Eventually one of these killer twisters will strike and experts say the destruction could be unprecedented.
Inside this unassuming airport hangar in Boulder, CO leading scientists are gearing up for tornado season.
This is where we found Dr. Josh Wurman. He's tracked hundreds of tornadoes including some of the strongest ever recorded. His concern, although rare, an especially powerful tornado in Chicago would be catastrophic.
"We dragged 10 hypothetical tornadoes through Chicago and in some of those cases tens of thousands up to a hundred thousand homes would be destroyed," Wurman said. "And we don't know how many people would be killed or injured but probably it would be in the thousands."
It's happened before, Oklahoma City, Birmingham, Alabama and Joplin, Missouri are just a few of the cities that have been decimated by twisters.
Wurman knows first-hand what can happen when one rips through an urban area.
"We intercepted a tornado near Oklahoma City.

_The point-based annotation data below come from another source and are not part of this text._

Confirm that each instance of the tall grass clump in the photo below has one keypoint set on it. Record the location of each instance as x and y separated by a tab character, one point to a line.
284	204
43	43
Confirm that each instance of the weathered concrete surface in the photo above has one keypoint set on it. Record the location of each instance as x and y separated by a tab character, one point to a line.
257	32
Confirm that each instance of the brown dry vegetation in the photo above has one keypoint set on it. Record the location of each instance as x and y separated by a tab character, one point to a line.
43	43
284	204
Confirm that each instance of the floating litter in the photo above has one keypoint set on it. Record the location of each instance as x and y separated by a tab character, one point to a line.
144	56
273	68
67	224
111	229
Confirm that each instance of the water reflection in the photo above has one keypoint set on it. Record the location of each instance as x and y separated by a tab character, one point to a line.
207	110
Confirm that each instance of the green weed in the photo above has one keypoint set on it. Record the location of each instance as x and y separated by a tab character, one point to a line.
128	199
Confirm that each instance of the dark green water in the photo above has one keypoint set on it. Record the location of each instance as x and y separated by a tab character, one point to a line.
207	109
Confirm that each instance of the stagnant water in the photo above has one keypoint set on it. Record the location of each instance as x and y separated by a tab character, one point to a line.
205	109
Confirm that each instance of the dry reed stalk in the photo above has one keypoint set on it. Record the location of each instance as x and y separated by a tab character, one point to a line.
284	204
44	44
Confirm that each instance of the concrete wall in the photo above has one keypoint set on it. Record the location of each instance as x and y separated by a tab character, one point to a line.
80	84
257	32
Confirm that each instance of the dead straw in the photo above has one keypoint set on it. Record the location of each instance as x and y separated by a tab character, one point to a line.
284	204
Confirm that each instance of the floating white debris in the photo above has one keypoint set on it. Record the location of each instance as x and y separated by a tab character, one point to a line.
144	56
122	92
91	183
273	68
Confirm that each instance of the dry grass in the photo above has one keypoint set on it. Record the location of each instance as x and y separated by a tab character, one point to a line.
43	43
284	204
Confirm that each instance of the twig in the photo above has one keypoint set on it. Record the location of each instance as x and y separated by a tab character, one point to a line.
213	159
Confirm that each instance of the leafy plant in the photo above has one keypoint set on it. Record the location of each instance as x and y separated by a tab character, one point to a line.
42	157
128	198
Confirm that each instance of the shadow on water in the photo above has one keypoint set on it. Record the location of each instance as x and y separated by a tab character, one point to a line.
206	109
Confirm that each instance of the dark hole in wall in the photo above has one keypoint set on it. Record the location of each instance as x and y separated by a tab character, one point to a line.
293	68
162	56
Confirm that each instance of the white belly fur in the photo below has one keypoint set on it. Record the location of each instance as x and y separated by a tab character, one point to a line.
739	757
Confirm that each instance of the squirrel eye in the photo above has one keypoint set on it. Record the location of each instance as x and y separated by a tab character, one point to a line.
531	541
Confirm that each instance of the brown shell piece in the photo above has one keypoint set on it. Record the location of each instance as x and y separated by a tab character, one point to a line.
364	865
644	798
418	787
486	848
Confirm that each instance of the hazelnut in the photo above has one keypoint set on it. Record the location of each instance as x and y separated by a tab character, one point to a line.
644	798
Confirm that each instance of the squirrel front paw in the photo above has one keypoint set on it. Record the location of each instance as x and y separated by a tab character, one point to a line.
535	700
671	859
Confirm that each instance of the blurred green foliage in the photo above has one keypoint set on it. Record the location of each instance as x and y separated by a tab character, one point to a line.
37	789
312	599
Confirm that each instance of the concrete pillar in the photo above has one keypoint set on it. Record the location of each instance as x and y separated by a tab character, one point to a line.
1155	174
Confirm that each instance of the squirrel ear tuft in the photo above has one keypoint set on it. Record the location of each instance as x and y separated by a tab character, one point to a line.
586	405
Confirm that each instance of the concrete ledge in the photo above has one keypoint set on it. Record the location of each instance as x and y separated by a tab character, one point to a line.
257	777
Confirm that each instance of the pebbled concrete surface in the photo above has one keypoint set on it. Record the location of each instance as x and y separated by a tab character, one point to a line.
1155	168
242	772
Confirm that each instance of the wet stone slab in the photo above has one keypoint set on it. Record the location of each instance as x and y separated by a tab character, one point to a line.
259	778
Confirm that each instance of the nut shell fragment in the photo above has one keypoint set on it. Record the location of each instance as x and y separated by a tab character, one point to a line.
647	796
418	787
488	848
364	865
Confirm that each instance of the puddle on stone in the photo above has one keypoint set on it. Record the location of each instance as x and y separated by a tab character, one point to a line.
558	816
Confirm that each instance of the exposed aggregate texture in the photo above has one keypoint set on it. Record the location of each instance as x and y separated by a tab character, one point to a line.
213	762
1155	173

It was an F-5 tornado killed over three dozen people, and we were about a mile away from the center of that tornado and about a half a mile from the edge," he said.
That's just one of the many twisters Wurman and his team have tracked using these DOWS, a Doppler radar on wheels that he invented to help scientists learn more about the most powerful tornadoes.
"I have intercepted over 170 tornadoes with the DOWS, and so I have seen weak one and really, really strong ones," he said. "The strongest one I ever saw was in the Guiness Book of World Records as the stronger wind speed ever measured we measured winds over 300 miles per hour."
At the National Center for Atmospheric Research in Boulder, Colorado they're looking into ways of improving severe weather forecasting.
George Bryan is one of the leading weather computer modelers in the country. He has analyzed the data collected by Wurman and his team. That information helped develop models that meteorologists everywhere now use to better forecast where tornadoes might form.
"Including these more complex, what we call micro physics, ice and rain physics, helps us produce more realistic tornadoes and better forecasts and predictions of severe thunderstorms," Bryan said.
With better understanding of the dynamics involved in tornadoes more advanced warning is now possible which has been proven to save lives.
"When severe weather threatens, they need to be at a higher state of alertness so they are not caught out in the open, they have a plan to get into a basement or community shelter, and they can just make the tornado more survivable," Wurman said.
Tips for being safe in a tornado:
-Get to a basement and under a sturdy object
-In a high rise, go to a windowless area in the center of the building
-If trapped in a car, park and keep your head down and seat belt on.